И ослепительный грохот. Вспышки боли над глазами, и после вспышек чернота лишь сгущается, но куда меня волокут… холод – и с холодом приходит зрение…
…потому что снег, и луна прожектором, и в белом снегу белая женщина, встает и падает, и страшно холодно, я голый в снегу, и рядом еще кто-то лежит, мы лежим и пытаемся подняться, снег тает на телах, и они блестят… голая Брунгильда в голом снегу… немыслимо холодно, надо одеться – нет, правильно, надо растираться снегом, да-да, надо растираться, чтобы жарко… вот зачем… как вата… лицо, сначала лицо, грудь, руки, пошло дело, пошло, резко, как пригоршней иголок, но я уже могу, да, лежит Камерон и не движется, помогай, девочка, вот и он оживает, вот оживает и открывает глаза, еще не видит, но уже открывает, в глазах боль, но это ничего, дружище, это пройдет…

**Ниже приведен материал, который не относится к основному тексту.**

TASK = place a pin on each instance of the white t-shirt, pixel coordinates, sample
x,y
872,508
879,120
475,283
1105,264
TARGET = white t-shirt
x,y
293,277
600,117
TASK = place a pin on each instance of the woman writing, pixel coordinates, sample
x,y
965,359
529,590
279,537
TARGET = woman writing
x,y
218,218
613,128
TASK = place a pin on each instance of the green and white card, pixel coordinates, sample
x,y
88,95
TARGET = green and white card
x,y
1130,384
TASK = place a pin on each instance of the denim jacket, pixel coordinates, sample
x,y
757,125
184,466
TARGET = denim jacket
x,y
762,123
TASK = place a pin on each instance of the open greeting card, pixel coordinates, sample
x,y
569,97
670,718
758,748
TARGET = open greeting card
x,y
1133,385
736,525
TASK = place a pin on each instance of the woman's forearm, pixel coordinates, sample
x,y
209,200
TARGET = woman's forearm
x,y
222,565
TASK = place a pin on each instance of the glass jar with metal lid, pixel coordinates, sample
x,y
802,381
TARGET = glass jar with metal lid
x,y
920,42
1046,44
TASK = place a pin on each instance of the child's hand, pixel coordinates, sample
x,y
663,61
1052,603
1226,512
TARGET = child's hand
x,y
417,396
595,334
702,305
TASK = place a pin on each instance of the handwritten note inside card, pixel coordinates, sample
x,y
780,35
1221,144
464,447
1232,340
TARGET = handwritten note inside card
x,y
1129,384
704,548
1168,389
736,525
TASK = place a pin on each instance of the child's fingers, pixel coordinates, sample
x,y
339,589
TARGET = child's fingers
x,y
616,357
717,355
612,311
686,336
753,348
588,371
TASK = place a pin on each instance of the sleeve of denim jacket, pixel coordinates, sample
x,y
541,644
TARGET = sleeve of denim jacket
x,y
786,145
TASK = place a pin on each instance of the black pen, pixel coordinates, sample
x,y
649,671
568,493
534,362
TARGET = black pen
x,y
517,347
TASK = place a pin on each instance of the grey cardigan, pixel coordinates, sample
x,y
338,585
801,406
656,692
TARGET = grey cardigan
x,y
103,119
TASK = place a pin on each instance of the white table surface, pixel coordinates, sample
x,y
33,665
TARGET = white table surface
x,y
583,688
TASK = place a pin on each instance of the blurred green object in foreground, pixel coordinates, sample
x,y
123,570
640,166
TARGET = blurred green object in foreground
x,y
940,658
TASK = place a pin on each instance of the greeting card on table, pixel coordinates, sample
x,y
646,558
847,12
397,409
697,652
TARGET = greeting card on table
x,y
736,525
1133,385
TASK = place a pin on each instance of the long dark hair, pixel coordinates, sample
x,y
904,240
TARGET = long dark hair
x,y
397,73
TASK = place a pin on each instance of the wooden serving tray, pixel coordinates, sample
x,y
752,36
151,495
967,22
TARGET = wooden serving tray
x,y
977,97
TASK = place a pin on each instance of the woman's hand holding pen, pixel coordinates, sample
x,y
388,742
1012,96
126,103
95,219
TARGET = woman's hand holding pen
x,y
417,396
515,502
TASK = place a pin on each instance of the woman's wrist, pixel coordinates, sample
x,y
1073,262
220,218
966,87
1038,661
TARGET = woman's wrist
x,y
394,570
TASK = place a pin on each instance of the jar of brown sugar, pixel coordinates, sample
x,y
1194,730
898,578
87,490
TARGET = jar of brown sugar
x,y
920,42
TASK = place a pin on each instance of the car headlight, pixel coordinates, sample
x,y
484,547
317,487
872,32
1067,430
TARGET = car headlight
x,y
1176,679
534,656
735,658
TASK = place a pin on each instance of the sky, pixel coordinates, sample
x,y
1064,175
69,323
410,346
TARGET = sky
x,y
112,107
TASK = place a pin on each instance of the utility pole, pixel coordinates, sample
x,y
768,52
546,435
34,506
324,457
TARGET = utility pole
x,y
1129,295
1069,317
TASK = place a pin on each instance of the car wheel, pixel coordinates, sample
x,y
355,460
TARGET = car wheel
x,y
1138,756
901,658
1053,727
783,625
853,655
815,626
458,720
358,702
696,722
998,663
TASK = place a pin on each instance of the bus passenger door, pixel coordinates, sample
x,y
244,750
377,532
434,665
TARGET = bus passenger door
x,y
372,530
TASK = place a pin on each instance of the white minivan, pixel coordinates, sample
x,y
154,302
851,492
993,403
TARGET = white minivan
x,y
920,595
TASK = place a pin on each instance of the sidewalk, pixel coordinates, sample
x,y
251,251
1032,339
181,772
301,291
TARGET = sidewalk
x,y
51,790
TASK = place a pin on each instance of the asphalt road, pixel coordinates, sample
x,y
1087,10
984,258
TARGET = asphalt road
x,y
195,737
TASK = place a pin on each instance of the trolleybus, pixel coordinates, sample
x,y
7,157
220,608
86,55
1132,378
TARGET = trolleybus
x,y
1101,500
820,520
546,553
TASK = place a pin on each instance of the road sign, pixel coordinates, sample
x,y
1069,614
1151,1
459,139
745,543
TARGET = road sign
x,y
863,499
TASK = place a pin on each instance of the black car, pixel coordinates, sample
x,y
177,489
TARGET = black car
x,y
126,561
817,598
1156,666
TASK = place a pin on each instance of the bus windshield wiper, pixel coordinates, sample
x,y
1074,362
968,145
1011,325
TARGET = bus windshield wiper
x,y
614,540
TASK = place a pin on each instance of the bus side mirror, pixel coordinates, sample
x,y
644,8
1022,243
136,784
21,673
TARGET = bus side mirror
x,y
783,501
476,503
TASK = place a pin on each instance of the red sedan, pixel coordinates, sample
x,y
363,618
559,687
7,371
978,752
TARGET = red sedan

…Армант на коленях и растирается сам, и Козак возится в снегу, ему хуже вдвойне, но он крепкий мужик, и вот вроде бы живы все и движутся, и вот наконец можно увидеть все целиком: сугробы, огромные вокруг сугробы, и черный провал двери, и истоптанный снег, все залито белым лунным светом, и пятеро голых людей на снегу – и ничего больше нет в мире, кроме этого…
Дымка с разума сдирается послойно, и вот холод уже не бодрит, а вгоняет в озноб, и пальцы не чувствуют пуговиц, как деревянные, тело не чувствует прикосновении, ладно, застегнем потом, все наброшено как попало, но держится и холод не пропускает, Брунгильда, ноги! Сейчас… Сейчас… Умница, Камерон, давай все в кучу, это бензин? Осторожно… ну, вот.
Вот и костер, и тепло, и живы, живы ведь, черт побери, черт вас всех дери – живы! Правильно, разливай скорей, продрогли насквозь, за воскрешение, так и разэтак!
Спирт вспыхнул внутри и потек по жилам – сначала к спине, вдоль спины, вверх и вниз, в живот, в пах, в плечи и шею, в голову – и боль ушла совсем, и руки уже теплы и можно наконец похлопать по плечам тех, кто рядом, ребята, да ведь мы родились опять, и пелена на глаза – но уже не черная, а розовая, это от кружки-то спирта? Нет, братья, не так-то просто нас укокошить, но все-таки – кто открыл дверь? Ты? Брунгильда – ты? Да ты просто не понимаешь, что ты за человек, ты просто не можешь этого понимать, до гробовой доски – правильно, парни? До гробовой доски! И вытаскивала, да? Всех? Ребята, Брунгильде нашей – ура! Ура! Ура!!! В неоплатном долгу – это не слова, это так и есть. Нет-нет, очень серьезно – все твои должники…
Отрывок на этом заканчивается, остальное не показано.